Sergej Bazarevich, dal dicembre scorso allenatore della Pallacanestro Cantù

«Cantù è maturata?

Boh, domani capiremo»

Sergej Bazarevich parla prima dell’importante sfida di Avellino.

Coach Bazarevichm il suo collega Sacripanti sostiene che pur essendo reduce da 8 vittorie consecutive, Avellino non è certo la squadra più forte ma semplicemente quella che gioca un po’ meglio degli altri in questo momento.

«Concordo».

Qua è l’avversario che vi può creare maggiori problemi e la situazione tattica che potrebbe mettervi più in difficoltà?

«La premessa è che Avellino è una buona squadra e che sta sicuramente attraversando un ottimo momento. Dovremo evitare di subire facili canestri in transizione e in particolare evitare che sia Nunnally il protagonista di questa situazione di gioco. Dovremo rendergli la vita un po’ più difficile».

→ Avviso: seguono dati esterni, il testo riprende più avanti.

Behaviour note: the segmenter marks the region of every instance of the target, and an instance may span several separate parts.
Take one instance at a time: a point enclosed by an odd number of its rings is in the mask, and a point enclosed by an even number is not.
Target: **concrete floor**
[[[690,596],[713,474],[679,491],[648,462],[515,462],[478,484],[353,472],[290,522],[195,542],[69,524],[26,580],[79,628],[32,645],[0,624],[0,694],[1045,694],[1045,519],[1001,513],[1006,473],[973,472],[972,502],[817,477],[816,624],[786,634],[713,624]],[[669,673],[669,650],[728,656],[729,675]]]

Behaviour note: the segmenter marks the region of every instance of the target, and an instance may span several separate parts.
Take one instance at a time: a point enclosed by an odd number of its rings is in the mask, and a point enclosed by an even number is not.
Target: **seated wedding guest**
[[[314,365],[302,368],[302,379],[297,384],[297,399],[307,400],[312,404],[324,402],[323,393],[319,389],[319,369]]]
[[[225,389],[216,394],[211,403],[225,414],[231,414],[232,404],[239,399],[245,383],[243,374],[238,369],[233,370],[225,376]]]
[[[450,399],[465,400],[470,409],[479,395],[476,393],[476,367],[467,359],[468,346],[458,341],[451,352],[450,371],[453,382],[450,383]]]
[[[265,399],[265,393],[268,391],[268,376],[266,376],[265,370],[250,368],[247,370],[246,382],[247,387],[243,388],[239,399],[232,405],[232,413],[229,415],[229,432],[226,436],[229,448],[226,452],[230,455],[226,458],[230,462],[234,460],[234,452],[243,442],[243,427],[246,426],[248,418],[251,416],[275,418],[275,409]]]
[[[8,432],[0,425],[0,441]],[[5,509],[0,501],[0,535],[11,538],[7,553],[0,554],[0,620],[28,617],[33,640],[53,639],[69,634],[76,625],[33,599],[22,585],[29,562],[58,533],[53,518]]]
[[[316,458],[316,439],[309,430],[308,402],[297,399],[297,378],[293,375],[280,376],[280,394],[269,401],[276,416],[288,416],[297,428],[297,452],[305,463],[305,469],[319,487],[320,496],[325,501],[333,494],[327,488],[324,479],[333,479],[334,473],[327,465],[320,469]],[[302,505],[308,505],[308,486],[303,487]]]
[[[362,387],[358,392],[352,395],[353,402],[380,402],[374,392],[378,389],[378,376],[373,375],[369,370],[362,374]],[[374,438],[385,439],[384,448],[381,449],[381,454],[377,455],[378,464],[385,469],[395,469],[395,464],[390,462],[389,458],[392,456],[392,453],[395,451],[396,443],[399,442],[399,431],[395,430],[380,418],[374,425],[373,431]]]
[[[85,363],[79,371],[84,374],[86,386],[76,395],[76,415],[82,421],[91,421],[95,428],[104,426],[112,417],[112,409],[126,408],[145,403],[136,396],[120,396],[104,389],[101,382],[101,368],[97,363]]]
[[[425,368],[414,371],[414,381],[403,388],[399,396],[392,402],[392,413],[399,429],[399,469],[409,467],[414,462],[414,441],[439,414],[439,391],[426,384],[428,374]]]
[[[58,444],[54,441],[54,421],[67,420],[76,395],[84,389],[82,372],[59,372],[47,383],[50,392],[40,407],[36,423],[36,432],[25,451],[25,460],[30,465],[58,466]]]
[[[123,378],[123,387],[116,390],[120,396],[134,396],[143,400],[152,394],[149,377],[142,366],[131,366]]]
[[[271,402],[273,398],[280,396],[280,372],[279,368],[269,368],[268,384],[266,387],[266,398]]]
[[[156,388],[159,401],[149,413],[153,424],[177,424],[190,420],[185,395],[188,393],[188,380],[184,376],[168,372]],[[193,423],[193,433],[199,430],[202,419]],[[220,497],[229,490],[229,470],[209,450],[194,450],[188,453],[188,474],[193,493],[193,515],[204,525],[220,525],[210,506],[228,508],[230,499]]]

La vostra storia recente insegna che a prestazioni positive ne sono seguite altre negative. Ora che la squadra è più lunga ed esperta e che sembra avere un’identità più spiccata, si sente più tranquillo in tal senso? Siete maturati, insomma?

«Boh, è quello che dovremo verificare domenica (domani, ndr)...

»

Abass, riprendendo le voci settimanali di mercato, è pronto per un team di Eurolega?

«Dipende da che ruolo deve interpretare. Se deve stare in campo a lungo, non credo lo sia. Se invece il suo spazio è di 5-10 minuti allora sì».